At meta-stage, ``result`` is a proxy—its value is unknown until the kernel runs.
At runtime, ``cute.printf()`` prints the actual GPU-computed value.

**Example 2: Compile-time constants (both** ``a`` **and** ``b`` **are Constexpr)**

.. code-block:: python

   @cute.jit
   def add_constexpr(b: cutlass.Constexpr):
       a = 2.0
       result = a + b
       print("[meta-stage] result =", result)          # runs at compile time
       cute.printf("[object-stage] result = %f\n", result)  # runs on GPU

   add_constexpr(5.0)

.. code-block:: text

   $> python myprogram.py
   [meta-stage] result = 7.0
   [object-stage] result = 7.000000

Both values are known at compile time, so Python evaluates ``2.0 + 5.0 = 7.0``
during tracing.  The constant is baked into the compiled kernel.

**Example 3: Hybrid (** ``a`` **is dynamic,** ``b`` **is Constexpr)**

.. code-block:: python

   @cute.jit
   def add_hybrid(b: cutlass.Constexpr):
       a = cutlass.Float32(2.0)
       result = a + b
       print("[meta-stage] result =", result)          # runs at compile time
       cute.printf("[object-stage] result = %f\n", result)  # runs on GPU

   add_hybrid(5.0)

.. code-block:: text

   $> python myprogram.py
   [meta-stage] result = <Float32 proxy>
   [object-stage] result = 7.000000

The constant ``b = 5.0`` is folded in, but since ``a`` is dynamic, the result
remains a proxy at meta-stage.  The GPU computes the final answer at runtime.


Practical Implications
^^^^^^^^^^^^^^^^^^^^^^

*  **Use** ``print()`` **to debug your meta-program** — inspect shapes, strides,
   tile sizes, and compile-time decisions.
*  **Constexpr parameters enable specialization** — the compiler can generate
   tighter code when values are known at JIT time.
*  **Dynamic parameters preserve generality** — a single compiled kernel can
   handle varying input sizes without recompilation.
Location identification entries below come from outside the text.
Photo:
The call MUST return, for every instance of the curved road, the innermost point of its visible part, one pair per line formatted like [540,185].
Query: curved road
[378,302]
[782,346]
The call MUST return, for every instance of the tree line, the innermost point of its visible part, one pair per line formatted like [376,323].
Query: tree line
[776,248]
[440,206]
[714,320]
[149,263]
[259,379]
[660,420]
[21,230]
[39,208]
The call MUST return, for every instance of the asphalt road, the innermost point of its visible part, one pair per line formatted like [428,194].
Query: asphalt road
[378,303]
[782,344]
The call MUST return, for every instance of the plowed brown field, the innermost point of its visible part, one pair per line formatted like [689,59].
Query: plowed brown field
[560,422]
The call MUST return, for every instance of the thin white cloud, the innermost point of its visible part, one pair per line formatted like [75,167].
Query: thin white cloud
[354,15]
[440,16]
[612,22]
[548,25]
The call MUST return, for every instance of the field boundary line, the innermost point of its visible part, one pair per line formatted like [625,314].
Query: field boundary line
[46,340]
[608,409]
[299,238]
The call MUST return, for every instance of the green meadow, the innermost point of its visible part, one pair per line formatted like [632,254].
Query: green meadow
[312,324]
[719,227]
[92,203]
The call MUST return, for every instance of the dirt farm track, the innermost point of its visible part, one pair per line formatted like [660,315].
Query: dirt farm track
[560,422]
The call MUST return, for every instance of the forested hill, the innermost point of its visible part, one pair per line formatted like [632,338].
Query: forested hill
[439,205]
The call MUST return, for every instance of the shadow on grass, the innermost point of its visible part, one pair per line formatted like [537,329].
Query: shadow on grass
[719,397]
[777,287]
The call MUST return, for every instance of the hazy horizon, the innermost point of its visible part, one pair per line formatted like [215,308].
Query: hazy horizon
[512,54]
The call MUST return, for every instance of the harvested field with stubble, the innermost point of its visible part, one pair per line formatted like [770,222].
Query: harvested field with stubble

4. |DSL| Code-Generation Modes
------------------------------

CuTe's Python front-end combines the techniques above into **two mutually
exclusive modes** (see :ref:`fig-dsl-modes`), selectable with the ``preprocessor`` flag of the
``@jit`` decorator:

1. Tracing mode ``@jit(preprocess=False)`` – tracing only.
This results in the fastest compilation path and is recommended only for kernels that are guaranteed to be
straight-line arithmetic. It suffers from all tracing limitations listed in the previous section.

2.  Preprocessor mode (**default**) ``@jit(preprocess=True)`` – **AST rewrite + tracing**.
The AST pass captures every loop and branch, eliminating the correctness and
optimisation problems of pure tracing; tracing then fills in the arithmetic.
This hybrid “preprocessor” pipeline is unique to |DSL| and was designed
specifically to overcome the disadvantages identified above.